Kids these days — they don’t like cars. What’s up with that?
A new survey by the car-sharing company Zipcar finds that Millennials just don’t see cars as the ticket to freedom that their parents did. According to the survey, 55 percent of Millennials have actively made an effort to drive less, while 78 percent say that the high costs of gas and maintenance make owning a car difficult. That’s good news for Zipcar: The company says that Millennials make up more than half of its members.
But here’s a little secret about Zipcar: It’s just cool enough to make you realize that you can live without your own vehicle, and just inconvenient enough to keep you from using it very much. A study earlier this year found that Zipcar users were more apt to use public transportation — or just bike or walk — than they did when they owned their own car.
Double awesome, right? Well, yeah, unless you really need to get someplace in a hurry.
Enter peer-to-peer car sharing, which promises to spread the concept of the communal auto far and wide. What is it, you ask? Here’s a somewhat roundabout answer:
Waaaaay back in the late ’90s, my wife and I bought a century-old house in a small town in Colorado. We were so starry-eyed about the place (we’ll remodel the kitchen the first weekend, the bathroom the second … ) that we failed to notice that it was sinking into the swamp. Literally. It took us seven years to bang the place into shape, starting with the foundation and working our way up through the wiring, plumbing, and, eventually, the kitchen and bathroom.
During that time, we hauled a tremendous amount of junk out of that house — and brought in just as much new material. We needed a truck, but only during the few days a week we were working on the place. So we pooled our money with a handful of friends and bought a 1968 Ford half-ton pickup truck with a silver racing stripe up the hood. We called it Big Blue.

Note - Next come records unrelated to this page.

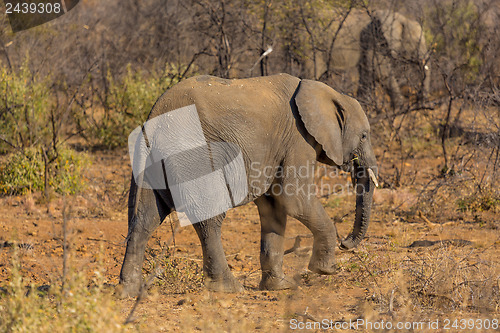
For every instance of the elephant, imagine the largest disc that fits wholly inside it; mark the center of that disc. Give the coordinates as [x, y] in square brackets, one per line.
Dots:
[379, 46]
[278, 122]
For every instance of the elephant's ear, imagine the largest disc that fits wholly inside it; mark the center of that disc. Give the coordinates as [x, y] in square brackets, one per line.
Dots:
[322, 110]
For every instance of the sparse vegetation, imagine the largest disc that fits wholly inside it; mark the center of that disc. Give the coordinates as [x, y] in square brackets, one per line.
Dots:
[24, 172]
[93, 75]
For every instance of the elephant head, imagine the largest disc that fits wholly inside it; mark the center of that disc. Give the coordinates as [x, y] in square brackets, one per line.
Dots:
[341, 133]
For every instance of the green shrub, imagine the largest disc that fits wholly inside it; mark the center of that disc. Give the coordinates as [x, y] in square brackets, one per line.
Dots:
[25, 103]
[74, 308]
[126, 105]
[25, 171]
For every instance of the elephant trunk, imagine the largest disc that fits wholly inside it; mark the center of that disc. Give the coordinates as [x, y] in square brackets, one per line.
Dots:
[366, 181]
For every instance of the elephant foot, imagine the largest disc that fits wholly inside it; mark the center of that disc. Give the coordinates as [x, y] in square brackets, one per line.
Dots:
[270, 282]
[124, 290]
[324, 266]
[227, 284]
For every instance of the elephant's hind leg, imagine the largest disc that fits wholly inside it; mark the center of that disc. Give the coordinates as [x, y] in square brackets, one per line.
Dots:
[311, 213]
[218, 277]
[151, 211]
[273, 224]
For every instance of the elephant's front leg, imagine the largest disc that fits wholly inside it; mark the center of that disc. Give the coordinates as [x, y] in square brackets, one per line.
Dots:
[308, 210]
[142, 224]
[273, 224]
[218, 277]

The rules were simple: You could use Big Blue any time you liked (we left the keys in the ashtray), you just had to empty the bed and fill the tank when you were done. We shared the cost of insurance and upkeep. It wasn’t a perfect system, but we got a lot of use out of that truck, and when our various home improvement projects were done, we sold it. No doubt it’s still rumbling around the high desert somewhere. (We had a similar system with a television and a VCR, which had the Zipcar Effect on our TV-watching habits: We usually found other ways to entertain ourselves.)
Peer-to-peer car share works kind of the same way, only they’ve improved the technology a bit since our key-in-the-ashtray days. You use a kit to install a card-swiper on your car, allowing car share members to use it when you’re not. You set the hourly price, somebody gets the use of your car for the afternoon, and you make a little money on the thing, which otherwise sits around 90 percent of the time, draining $8,000 from your wallet each year, according to the American Automobile Association.
Peer-to-peer car sharing has been pioneered on a small scale by companies such as Getaround, RelayRides, and Spride Share. This month, Getaround landed a $1.7 million grant from the Federal Highway Administration to launch a major effort in Portland, Ore., so we’ll have a chance to see how it works in a bigger venue — albeit one that is predisposed to this kind of mad, hippie, share-tastic enterprise.
“Collaborative consumption” comes with its risks, of course, as in the case of the woman in San Francisco who rented out her flat via the web service Airbnb and returned to find it trashed. But states like Oregon are tweaking insurance laws to allow for coverage of these programs, so in theory, if someone drives your car into a ditch, you’re covered — though you may have no choice but to ride the bus for a few weeks while it gets fixed.
But there you go again with the unintended consequences — and heck, if it pries us out of the car, even for a day, I’m all for it.